Lemierre’s syndrome almost invariably arises in patients who were previously fit. This is in striking contrast to necrobacillosis arising outside the head and neck. In Hagelskjaer’s series of non-head and neck cases,5 nine out of 25 had an underlying cancer, seven were alcohol or drug abusers, and four had insulin dependent diabetes mellitus.

Given that F necrophorum is found in the normal flora of the oropharynx there must be factors that precipitate invasive infection. Mucosal damage by bacterial or viral pharyngitis may be a precipitating factor.10 Several reports have described infected patients to have serological evidence of recent Epstein-Barr virus infection.14 This may induce immunosuppression with a transient decrease in T cell mediated immunity facilitating secondary bacterial infection.

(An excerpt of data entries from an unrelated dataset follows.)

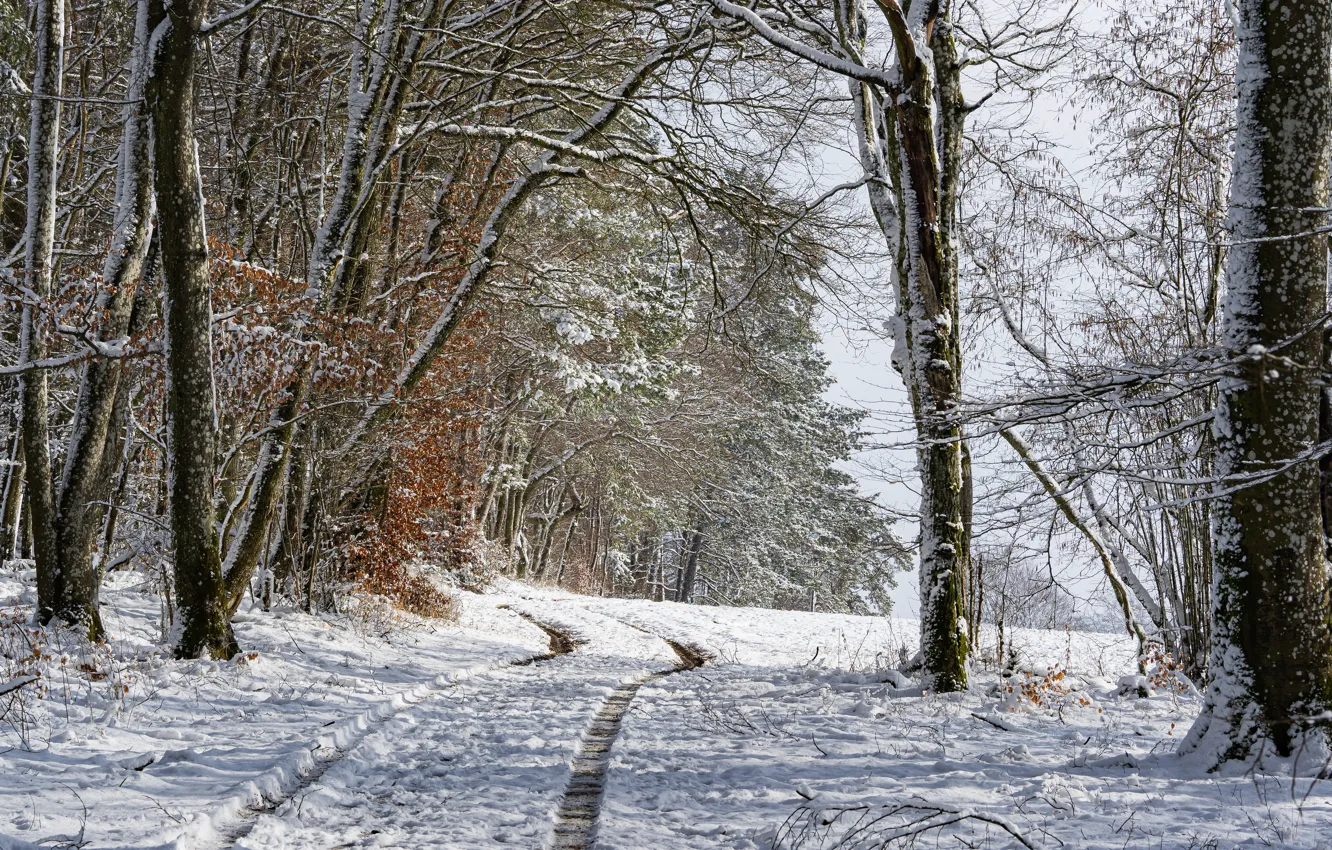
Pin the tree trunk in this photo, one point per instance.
(926, 184)
(191, 434)
(1271, 665)
(93, 438)
(43, 149)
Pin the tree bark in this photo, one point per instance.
(93, 438)
(926, 183)
(43, 149)
(1271, 660)
(187, 307)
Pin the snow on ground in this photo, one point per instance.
(795, 732)
(195, 741)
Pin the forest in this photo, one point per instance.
(312, 301)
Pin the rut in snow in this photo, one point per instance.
(324, 758)
(576, 818)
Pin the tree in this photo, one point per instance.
(39, 267)
(187, 307)
(1271, 661)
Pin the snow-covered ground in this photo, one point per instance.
(377, 730)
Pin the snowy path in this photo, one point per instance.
(349, 732)
(576, 818)
(496, 761)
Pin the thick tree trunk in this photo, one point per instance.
(187, 307)
(93, 438)
(43, 148)
(1271, 661)
(929, 152)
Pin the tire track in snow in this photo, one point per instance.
(576, 817)
(241, 820)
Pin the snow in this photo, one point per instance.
(373, 729)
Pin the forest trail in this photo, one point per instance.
(596, 732)
(517, 756)
(576, 818)
(325, 757)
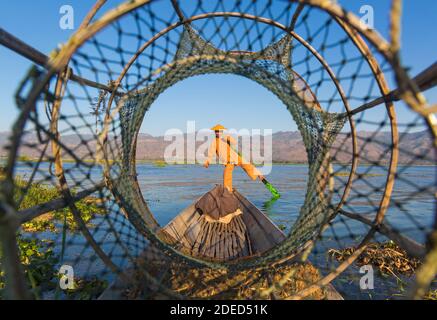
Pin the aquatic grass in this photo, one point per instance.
(389, 258)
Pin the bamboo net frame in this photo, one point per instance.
(368, 43)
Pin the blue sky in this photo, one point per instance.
(239, 103)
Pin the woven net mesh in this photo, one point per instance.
(77, 141)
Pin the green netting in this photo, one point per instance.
(272, 69)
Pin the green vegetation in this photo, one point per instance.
(37, 256)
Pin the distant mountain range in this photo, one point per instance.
(288, 147)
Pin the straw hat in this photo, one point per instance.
(218, 127)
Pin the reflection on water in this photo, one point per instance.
(170, 189)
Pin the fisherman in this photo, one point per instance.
(223, 146)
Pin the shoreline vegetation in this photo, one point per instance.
(38, 256)
(41, 261)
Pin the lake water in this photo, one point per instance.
(169, 189)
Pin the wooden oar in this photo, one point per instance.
(269, 186)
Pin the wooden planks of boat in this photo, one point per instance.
(249, 233)
(246, 234)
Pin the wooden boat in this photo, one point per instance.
(189, 229)
(248, 234)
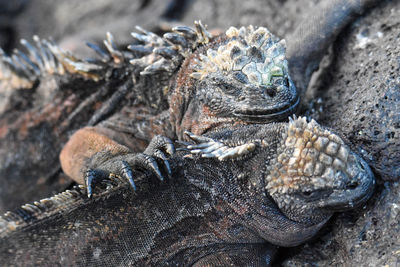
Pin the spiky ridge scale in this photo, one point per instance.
(255, 52)
(28, 213)
(309, 158)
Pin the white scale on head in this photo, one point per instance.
(255, 52)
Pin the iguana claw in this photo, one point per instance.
(123, 166)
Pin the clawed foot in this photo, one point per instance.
(123, 166)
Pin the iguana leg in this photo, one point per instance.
(91, 156)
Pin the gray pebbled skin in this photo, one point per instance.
(208, 212)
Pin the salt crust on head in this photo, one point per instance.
(254, 51)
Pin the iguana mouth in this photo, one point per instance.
(355, 193)
(267, 114)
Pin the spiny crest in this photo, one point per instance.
(21, 70)
(166, 53)
(309, 157)
(255, 52)
(62, 202)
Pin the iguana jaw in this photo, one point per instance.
(266, 115)
(355, 193)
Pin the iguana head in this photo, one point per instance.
(315, 173)
(245, 75)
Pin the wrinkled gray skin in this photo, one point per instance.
(234, 95)
(306, 82)
(205, 214)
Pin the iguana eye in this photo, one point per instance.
(278, 81)
(286, 81)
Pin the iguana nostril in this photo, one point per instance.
(352, 185)
(271, 91)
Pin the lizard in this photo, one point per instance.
(239, 78)
(218, 208)
(165, 57)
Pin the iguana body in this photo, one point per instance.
(210, 211)
(79, 80)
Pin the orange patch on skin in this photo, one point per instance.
(83, 145)
(3, 131)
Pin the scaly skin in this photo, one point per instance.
(211, 211)
(74, 93)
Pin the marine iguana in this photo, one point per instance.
(45, 127)
(286, 182)
(239, 78)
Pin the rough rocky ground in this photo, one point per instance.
(360, 94)
(361, 98)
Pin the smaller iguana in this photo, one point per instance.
(161, 85)
(252, 188)
(241, 77)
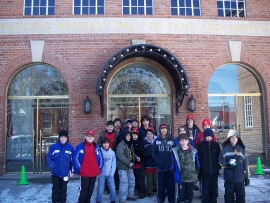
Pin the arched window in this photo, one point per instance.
(234, 99)
(37, 109)
(139, 89)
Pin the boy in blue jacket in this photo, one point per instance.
(88, 162)
(59, 160)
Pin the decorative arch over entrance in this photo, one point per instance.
(163, 57)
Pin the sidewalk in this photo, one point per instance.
(39, 189)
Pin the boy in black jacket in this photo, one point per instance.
(208, 155)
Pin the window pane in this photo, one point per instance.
(196, 3)
(149, 11)
(125, 10)
(188, 3)
(77, 2)
(28, 2)
(35, 11)
(220, 13)
(85, 10)
(141, 11)
(77, 10)
(43, 2)
(42, 10)
(36, 2)
(134, 3)
(174, 11)
(92, 2)
(219, 4)
(27, 11)
(51, 11)
(100, 2)
(140, 2)
(182, 11)
(173, 3)
(149, 3)
(100, 10)
(51, 2)
(182, 3)
(197, 12)
(189, 11)
(85, 3)
(125, 2)
(134, 10)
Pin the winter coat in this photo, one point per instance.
(59, 159)
(109, 163)
(123, 156)
(195, 131)
(79, 155)
(161, 152)
(238, 173)
(208, 156)
(185, 171)
(148, 160)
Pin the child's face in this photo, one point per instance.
(181, 131)
(150, 135)
(135, 136)
(184, 143)
(128, 137)
(110, 128)
(105, 145)
(233, 140)
(163, 131)
(145, 123)
(89, 138)
(117, 124)
(208, 138)
(63, 139)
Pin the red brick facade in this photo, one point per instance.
(80, 58)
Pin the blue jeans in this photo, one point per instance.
(127, 184)
(101, 186)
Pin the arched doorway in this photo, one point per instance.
(235, 101)
(139, 89)
(37, 109)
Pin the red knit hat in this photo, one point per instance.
(205, 122)
(190, 116)
(90, 132)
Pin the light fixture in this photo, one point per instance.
(87, 105)
(192, 104)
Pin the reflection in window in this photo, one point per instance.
(186, 7)
(39, 7)
(86, 7)
(38, 80)
(138, 7)
(231, 8)
(248, 111)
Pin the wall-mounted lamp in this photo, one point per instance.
(192, 104)
(87, 105)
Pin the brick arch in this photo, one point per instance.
(22, 60)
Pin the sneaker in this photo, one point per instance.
(142, 195)
(133, 198)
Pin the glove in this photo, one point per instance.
(233, 162)
(247, 182)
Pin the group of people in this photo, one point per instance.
(127, 158)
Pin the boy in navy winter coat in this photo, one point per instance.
(233, 159)
(208, 155)
(161, 154)
(59, 159)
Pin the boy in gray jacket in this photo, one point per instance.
(108, 171)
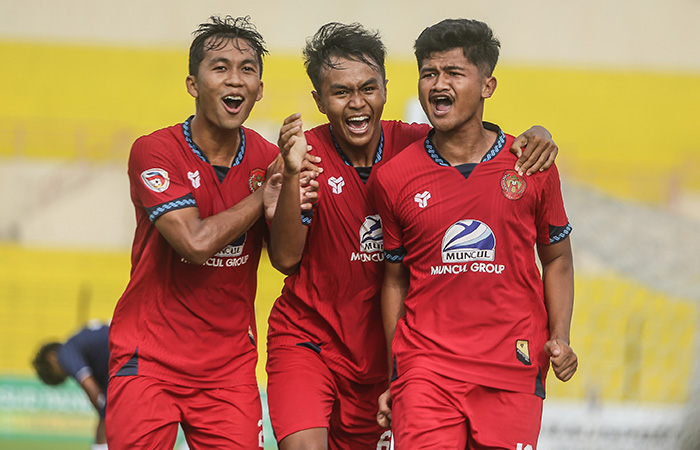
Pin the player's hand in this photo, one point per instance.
(275, 166)
(271, 193)
(535, 150)
(384, 413)
(564, 360)
(292, 144)
(308, 185)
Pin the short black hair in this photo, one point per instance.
(43, 366)
(475, 38)
(218, 32)
(339, 40)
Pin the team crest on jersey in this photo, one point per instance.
(256, 179)
(156, 179)
(522, 351)
(513, 185)
(468, 240)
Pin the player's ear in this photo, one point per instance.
(319, 102)
(191, 83)
(489, 87)
(259, 97)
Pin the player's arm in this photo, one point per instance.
(101, 435)
(535, 149)
(558, 279)
(394, 290)
(287, 233)
(197, 239)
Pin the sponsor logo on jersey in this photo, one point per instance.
(156, 179)
(194, 178)
(337, 184)
(513, 185)
(522, 351)
(422, 199)
(465, 246)
(233, 249)
(468, 240)
(250, 335)
(256, 179)
(229, 256)
(371, 241)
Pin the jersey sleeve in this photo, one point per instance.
(156, 185)
(551, 220)
(391, 231)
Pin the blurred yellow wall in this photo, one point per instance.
(631, 133)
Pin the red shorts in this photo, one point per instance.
(144, 413)
(303, 393)
(430, 411)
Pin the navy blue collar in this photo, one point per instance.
(493, 151)
(377, 156)
(187, 131)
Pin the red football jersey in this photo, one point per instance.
(475, 307)
(331, 303)
(192, 325)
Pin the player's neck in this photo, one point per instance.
(218, 144)
(360, 156)
(464, 145)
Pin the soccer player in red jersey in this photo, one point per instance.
(474, 324)
(183, 335)
(326, 358)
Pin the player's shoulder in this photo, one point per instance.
(402, 162)
(255, 140)
(159, 140)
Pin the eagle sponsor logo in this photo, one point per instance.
(256, 179)
(194, 178)
(371, 241)
(522, 351)
(156, 179)
(336, 184)
(513, 185)
(422, 199)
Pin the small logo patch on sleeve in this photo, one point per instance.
(513, 185)
(522, 351)
(257, 179)
(156, 179)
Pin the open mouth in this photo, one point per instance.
(233, 102)
(441, 104)
(358, 124)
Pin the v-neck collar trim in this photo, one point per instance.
(187, 131)
(493, 151)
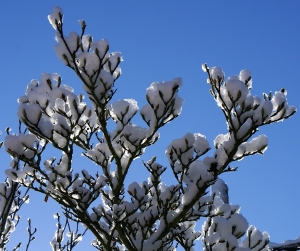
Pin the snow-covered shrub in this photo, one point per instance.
(147, 215)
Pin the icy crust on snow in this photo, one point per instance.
(52, 110)
(245, 110)
(226, 227)
(164, 104)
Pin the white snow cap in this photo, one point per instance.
(55, 15)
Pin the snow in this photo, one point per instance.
(217, 74)
(54, 17)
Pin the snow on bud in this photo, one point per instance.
(222, 187)
(222, 226)
(133, 136)
(201, 144)
(220, 139)
(244, 129)
(63, 166)
(123, 110)
(135, 190)
(55, 18)
(239, 224)
(88, 61)
(216, 74)
(245, 76)
(12, 143)
(100, 153)
(29, 113)
(235, 89)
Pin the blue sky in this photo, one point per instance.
(160, 40)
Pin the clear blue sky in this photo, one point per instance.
(161, 40)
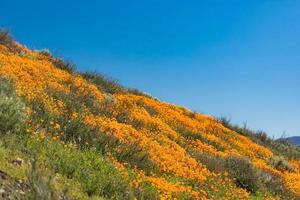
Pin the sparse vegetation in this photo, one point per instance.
(84, 136)
(6, 39)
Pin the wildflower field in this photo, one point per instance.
(72, 135)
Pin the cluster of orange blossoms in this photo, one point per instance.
(153, 125)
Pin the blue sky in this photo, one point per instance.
(238, 59)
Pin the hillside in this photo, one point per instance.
(294, 140)
(71, 135)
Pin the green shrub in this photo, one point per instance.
(278, 147)
(63, 65)
(279, 163)
(244, 174)
(6, 39)
(94, 173)
(104, 83)
(11, 109)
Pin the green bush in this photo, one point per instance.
(244, 174)
(279, 163)
(94, 173)
(278, 147)
(11, 109)
(104, 83)
(63, 65)
(6, 39)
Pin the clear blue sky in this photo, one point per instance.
(239, 59)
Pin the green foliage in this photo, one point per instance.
(11, 109)
(104, 83)
(94, 173)
(6, 39)
(244, 174)
(279, 163)
(278, 147)
(64, 65)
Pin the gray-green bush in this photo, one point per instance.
(11, 109)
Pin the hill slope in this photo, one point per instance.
(294, 140)
(97, 139)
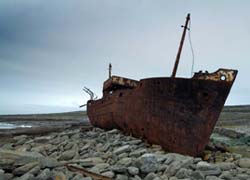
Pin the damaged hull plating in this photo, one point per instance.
(177, 113)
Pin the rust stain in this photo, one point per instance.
(177, 113)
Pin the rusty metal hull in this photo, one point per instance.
(177, 113)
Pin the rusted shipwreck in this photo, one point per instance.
(177, 113)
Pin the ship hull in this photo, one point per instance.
(177, 113)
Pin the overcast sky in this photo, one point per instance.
(50, 50)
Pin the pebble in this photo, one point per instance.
(244, 163)
(111, 154)
(133, 170)
(147, 163)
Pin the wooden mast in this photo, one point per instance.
(180, 47)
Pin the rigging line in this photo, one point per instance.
(191, 46)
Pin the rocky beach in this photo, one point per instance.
(78, 151)
(92, 153)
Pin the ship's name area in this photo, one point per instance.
(165, 109)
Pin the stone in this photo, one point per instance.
(19, 158)
(183, 173)
(147, 163)
(101, 167)
(26, 176)
(226, 175)
(35, 170)
(125, 162)
(213, 178)
(121, 177)
(77, 177)
(45, 174)
(244, 162)
(67, 155)
(118, 169)
(49, 163)
(122, 149)
(137, 153)
(87, 178)
(133, 170)
(24, 169)
(42, 139)
(135, 142)
(109, 174)
(88, 162)
(59, 176)
(172, 169)
(158, 178)
(225, 166)
(135, 178)
(150, 176)
(197, 175)
(7, 176)
(243, 176)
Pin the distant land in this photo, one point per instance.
(230, 116)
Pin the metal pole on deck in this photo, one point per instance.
(180, 47)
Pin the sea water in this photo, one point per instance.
(12, 126)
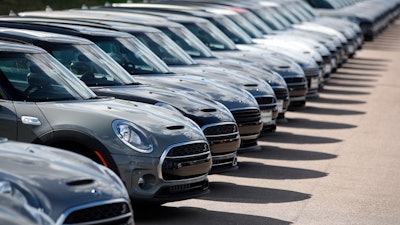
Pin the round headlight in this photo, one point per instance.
(132, 136)
(8, 189)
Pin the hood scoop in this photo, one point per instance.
(176, 127)
(80, 182)
(250, 85)
(208, 110)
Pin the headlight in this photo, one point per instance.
(8, 189)
(132, 136)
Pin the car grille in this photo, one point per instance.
(281, 93)
(247, 116)
(327, 59)
(118, 213)
(182, 156)
(182, 189)
(221, 131)
(311, 72)
(266, 102)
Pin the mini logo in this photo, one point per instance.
(96, 193)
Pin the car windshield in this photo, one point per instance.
(133, 56)
(233, 31)
(40, 78)
(211, 36)
(90, 64)
(257, 22)
(246, 25)
(188, 42)
(268, 17)
(165, 48)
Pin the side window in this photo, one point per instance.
(13, 77)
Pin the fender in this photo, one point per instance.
(60, 137)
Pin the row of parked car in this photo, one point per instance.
(150, 99)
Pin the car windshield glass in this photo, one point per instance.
(135, 57)
(268, 17)
(165, 48)
(232, 30)
(310, 10)
(257, 22)
(277, 15)
(245, 25)
(90, 64)
(211, 36)
(40, 78)
(188, 42)
(296, 13)
(288, 15)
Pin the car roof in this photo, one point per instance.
(6, 46)
(79, 26)
(32, 35)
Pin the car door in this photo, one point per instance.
(31, 123)
(8, 119)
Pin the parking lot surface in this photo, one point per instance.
(334, 162)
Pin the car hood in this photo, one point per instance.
(201, 110)
(237, 78)
(163, 127)
(232, 98)
(56, 180)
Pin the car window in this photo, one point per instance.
(33, 77)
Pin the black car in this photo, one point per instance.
(106, 78)
(52, 186)
(151, 69)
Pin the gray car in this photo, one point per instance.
(159, 154)
(15, 212)
(149, 69)
(46, 184)
(107, 78)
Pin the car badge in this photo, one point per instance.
(96, 193)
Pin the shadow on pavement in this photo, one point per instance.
(370, 59)
(328, 111)
(333, 78)
(249, 169)
(251, 194)
(351, 62)
(198, 216)
(336, 101)
(334, 83)
(277, 153)
(341, 72)
(285, 137)
(312, 124)
(355, 67)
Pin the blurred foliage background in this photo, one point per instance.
(30, 5)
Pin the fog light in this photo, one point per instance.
(147, 181)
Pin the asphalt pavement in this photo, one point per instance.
(335, 162)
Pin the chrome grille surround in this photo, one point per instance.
(183, 154)
(115, 212)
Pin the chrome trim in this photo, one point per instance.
(30, 120)
(217, 124)
(168, 149)
(185, 156)
(66, 213)
(249, 137)
(244, 108)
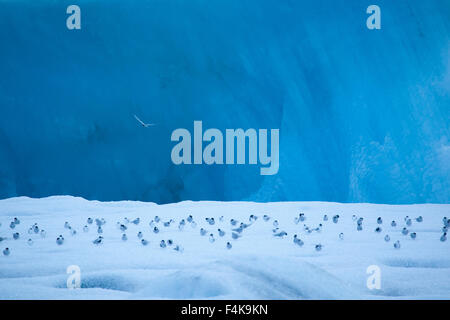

Pathogenic mechanisms are complex and various toxins have been identified. Unlike other anaerobic bacteria, F necrophorum possesses a lipopolysaccharide endotoxin that has been shown to be lethal in animal models.6 Robert showed that the inflammatory response in F necrophorum infections is largely dependent on production of an extracellular leucocidin which is relatively heat stable.15F necrophorum aggregates human platelets in vitro without lysing them. The resulting intravasular coagulation may contribute to the creation of an anaerobic environment and is probably a key virulence factor in generating a septic thrombophlebitis in the tonsillar veins, which propagates centrally to involve the internal jugular vein, whence septic emboli are disseminated to the characteristic sites of metastatic abscesses.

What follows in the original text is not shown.